Das erinnert an Kardinal Claudio Hummes, den „Papstmacher“ im Konklave von 2013, jenen Brasilianer deutscher Abstammung, der dem erwählten Jorge Mario Bergoglio in der Sixtinischen Kapelle zugeflüstert habe, sich Franziskus zu nennen. Kardinal Hummes sagte 2014, zum ersten Jahrestag des bis heute rätselhaften Amtsverzichts von Benedikt XVI.: „Nun haben die Menschen wieder Vertrauen in die Kirche“.

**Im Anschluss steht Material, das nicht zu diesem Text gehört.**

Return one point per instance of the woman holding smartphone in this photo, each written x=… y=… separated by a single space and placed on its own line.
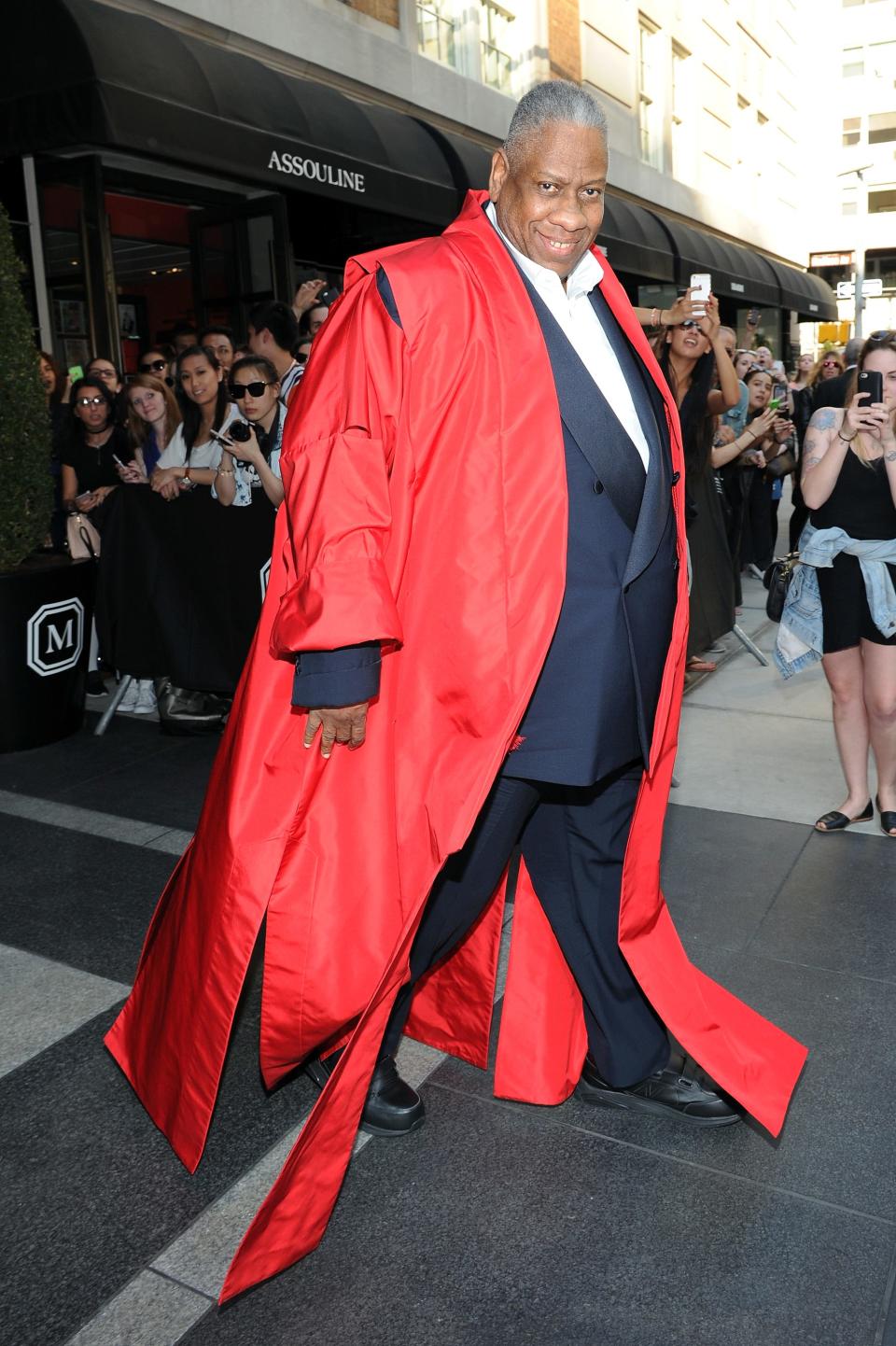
x=249 y=472
x=194 y=453
x=849 y=484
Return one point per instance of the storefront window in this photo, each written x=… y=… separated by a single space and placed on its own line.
x=494 y=24
x=152 y=270
x=436 y=30
x=66 y=279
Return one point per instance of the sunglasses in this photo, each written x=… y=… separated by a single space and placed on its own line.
x=240 y=390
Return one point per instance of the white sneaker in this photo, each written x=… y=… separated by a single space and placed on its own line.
x=130 y=700
x=146 y=703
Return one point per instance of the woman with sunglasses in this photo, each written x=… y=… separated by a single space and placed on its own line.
x=93 y=443
x=194 y=451
x=691 y=357
x=250 y=470
x=849 y=484
x=156 y=364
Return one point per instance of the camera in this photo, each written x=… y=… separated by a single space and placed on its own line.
x=240 y=432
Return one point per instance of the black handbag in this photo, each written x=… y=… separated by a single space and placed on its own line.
x=777 y=581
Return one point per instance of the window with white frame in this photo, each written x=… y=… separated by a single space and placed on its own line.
x=679 y=100
x=649 y=93
x=436 y=30
x=496 y=45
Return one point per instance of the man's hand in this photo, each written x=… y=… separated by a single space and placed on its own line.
x=305 y=296
x=338 y=724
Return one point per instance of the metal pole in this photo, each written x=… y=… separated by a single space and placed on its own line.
x=35 y=238
x=860 y=253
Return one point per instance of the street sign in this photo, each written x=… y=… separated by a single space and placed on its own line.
x=872 y=288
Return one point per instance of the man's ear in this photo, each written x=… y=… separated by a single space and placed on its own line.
x=499 y=170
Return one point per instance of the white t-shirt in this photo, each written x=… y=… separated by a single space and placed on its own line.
x=202 y=456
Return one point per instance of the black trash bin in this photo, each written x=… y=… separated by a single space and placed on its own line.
x=46 y=610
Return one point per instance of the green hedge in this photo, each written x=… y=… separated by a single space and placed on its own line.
x=26 y=484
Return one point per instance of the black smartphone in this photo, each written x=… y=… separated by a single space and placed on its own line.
x=871 y=381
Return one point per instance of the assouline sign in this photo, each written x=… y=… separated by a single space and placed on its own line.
x=317 y=171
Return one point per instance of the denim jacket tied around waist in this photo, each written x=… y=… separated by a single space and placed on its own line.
x=801 y=632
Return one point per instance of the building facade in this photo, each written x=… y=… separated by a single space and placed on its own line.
x=857 y=218
x=177 y=161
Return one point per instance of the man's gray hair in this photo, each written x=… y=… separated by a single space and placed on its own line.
x=553 y=101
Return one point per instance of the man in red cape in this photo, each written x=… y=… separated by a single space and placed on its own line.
x=482 y=545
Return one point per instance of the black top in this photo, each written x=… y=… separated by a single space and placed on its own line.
x=96 y=466
x=861 y=502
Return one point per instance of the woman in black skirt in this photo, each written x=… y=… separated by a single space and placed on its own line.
x=849 y=482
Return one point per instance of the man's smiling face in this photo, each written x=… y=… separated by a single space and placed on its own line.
x=549 y=198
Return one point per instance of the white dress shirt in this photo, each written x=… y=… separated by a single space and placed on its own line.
x=580 y=325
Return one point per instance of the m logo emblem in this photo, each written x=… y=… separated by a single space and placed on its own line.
x=55 y=637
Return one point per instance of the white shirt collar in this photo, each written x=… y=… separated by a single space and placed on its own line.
x=581 y=279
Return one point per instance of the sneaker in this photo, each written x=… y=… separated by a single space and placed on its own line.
x=146 y=700
x=130 y=700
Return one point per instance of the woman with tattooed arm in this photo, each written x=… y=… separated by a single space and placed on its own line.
x=849 y=484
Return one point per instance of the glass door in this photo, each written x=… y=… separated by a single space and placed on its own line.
x=240 y=256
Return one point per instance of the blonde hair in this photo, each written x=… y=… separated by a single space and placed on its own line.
x=137 y=427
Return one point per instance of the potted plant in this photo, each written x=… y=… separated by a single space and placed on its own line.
x=46 y=602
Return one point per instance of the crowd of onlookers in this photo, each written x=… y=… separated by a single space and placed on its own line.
x=743 y=419
x=206 y=410
x=203 y=410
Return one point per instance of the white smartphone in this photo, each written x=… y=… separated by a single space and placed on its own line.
x=701 y=284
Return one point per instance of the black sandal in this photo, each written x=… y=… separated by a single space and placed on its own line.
x=835 y=821
x=887 y=820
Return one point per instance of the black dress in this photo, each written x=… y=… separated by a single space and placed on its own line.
x=861 y=504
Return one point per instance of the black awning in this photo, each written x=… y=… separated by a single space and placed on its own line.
x=636 y=241
x=805 y=292
x=91 y=75
x=736 y=271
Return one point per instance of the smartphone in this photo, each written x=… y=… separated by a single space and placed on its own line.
x=701 y=284
x=871 y=381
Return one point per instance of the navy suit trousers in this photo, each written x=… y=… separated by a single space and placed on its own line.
x=573 y=841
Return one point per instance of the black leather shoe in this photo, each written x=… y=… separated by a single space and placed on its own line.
x=676 y=1092
x=393 y=1108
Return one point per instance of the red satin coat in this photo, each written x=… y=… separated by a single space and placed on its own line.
x=427 y=509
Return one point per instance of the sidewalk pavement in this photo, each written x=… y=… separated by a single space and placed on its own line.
x=496 y=1224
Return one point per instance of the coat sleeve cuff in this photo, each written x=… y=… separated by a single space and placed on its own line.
x=337 y=678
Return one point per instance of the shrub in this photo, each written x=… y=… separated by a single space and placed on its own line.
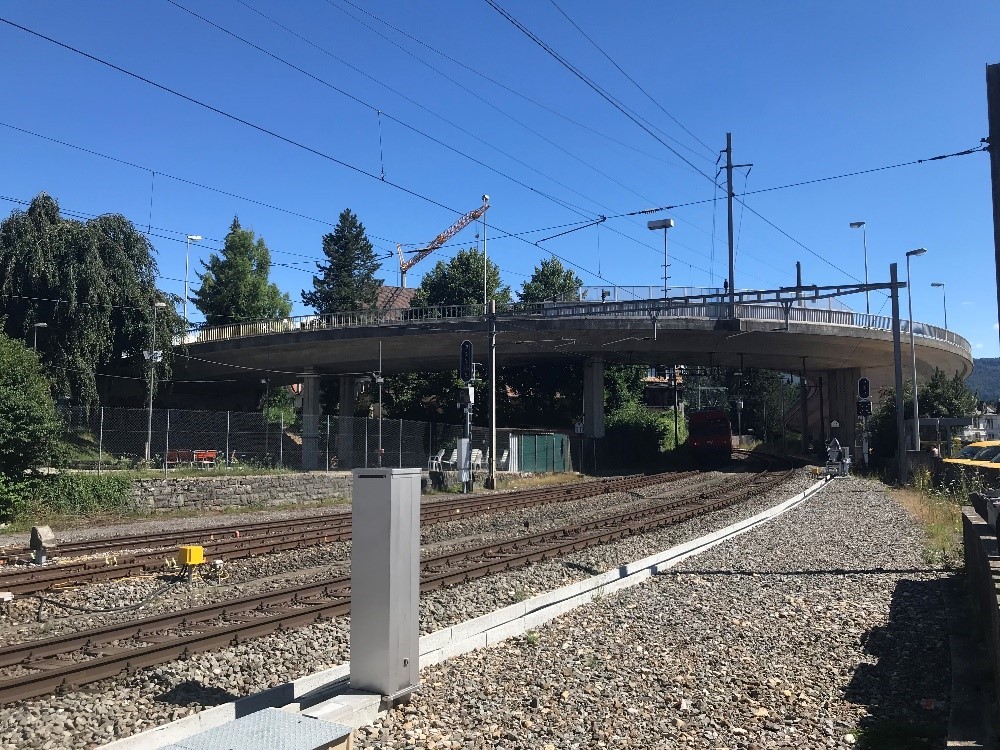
x=67 y=494
x=29 y=425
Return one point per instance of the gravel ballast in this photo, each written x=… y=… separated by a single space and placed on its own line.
x=794 y=635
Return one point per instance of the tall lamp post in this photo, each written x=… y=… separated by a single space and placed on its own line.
x=864 y=238
x=46 y=325
x=944 y=300
x=152 y=371
x=187 y=255
x=913 y=351
x=663 y=224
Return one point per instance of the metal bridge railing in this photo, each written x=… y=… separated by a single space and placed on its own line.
x=701 y=306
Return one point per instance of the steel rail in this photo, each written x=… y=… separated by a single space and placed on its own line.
x=332 y=527
x=299 y=606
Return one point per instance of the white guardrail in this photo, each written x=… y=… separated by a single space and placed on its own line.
x=681 y=308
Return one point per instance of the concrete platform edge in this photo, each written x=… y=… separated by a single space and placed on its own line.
x=355 y=709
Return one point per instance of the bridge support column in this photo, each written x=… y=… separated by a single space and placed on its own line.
x=593 y=398
x=345 y=424
x=842 y=390
x=310 y=422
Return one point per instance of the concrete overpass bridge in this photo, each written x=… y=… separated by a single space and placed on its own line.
x=788 y=330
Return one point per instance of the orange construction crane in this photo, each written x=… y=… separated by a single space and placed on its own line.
x=447 y=234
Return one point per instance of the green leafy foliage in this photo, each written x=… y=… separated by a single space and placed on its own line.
x=93 y=286
x=29 y=425
x=235 y=285
x=940 y=396
x=460 y=282
x=76 y=494
x=551 y=281
x=347 y=278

Sr. Becquart formulierte es gegenüber AP akzentuierter: Die Frauen „wollen besser gehört werden, auf die gleiche Art und Weise wie (andere) angehört werden; geschätzt werden“, ohne zu sagen, wie sie sich das konkret vorstellt, aber mit einer Andeutung:
„Vielleicht sind Sie ein Kardinal oder eine junge Schwester – wir alle sind dazu berufen, Protagonisten zu sein, um die Mission der Kirche fortzuführen.“
Da die Kardinalswürde historisch erst durch Johannes XXIII. kurz vor dem Zweiten Vatikanischen Konzil mit dem Weiheamt verbunden wurde, gehen die feministischen Blicke schon seit längerem in diese Richtung. Weibliche Purpurträger gefielen manchen sogar sehr gut. Bliebe allerdings noch die Frage, welche „Mission der Kirche fortzuführen“ wäre. Darin scheint nach dem Pontifikat von Franziskus weniger Einigkeit denn je zu herrschen.
Schnell wird klar, was in der UISG den Ton angibt: die Sozialarbeit der Kirche. Diese habe Franziskus in besonderer Weise gefördert, so der Tenor. Sr. Barron ließ keinen Zweifel daran: Sie forderte ihre Mitschwestern auf, „der Vision von Franziskus von einer Kirche, die allen gehört, verpflichtet zu bleiben“. Die UISG-Führung will die bergoglianische Kirche für „Todos, todos, todos“. Was übersetzt besagen will: Wie Franziskus, so Barron, sollten die Ordensfrauen „es wagen, von einer Zukunft zu träumen, die Gottes grenzenlose Liebe widerspiegelt“.
Die Schwerpunkte der ersten Arbeitssitzung gestern waren ganz bergoglianisch geprägt: Es ging um Migration, Klimawandel, ökonomische Ungleichheit und Kriege. In diesem Sinne erfolgten gezielte Wortmeldungen, um der „Hoffnung“ Ausdruck zu verleihen, daß der nächste Papst das Erbe von Franziskus fortsetzen wird.
Eine Schwester merkte in ihrer Wortmeldung an, daß es selbst in Afrika, einem Kontinent, auf dem die katholische Kirche stark wächst, einen Rückgang der Ordensberufungen gebe, was Anlaß zu „großer Zukunftssorge“ sei.
Die UISG-Führung tritt als Pressure Group für eine progressive Agenda auf. Darin wird sie von einem Teil der Römischen Kurie unterstützt, während ihr AP internationale Aufmerksamkeit verschafft.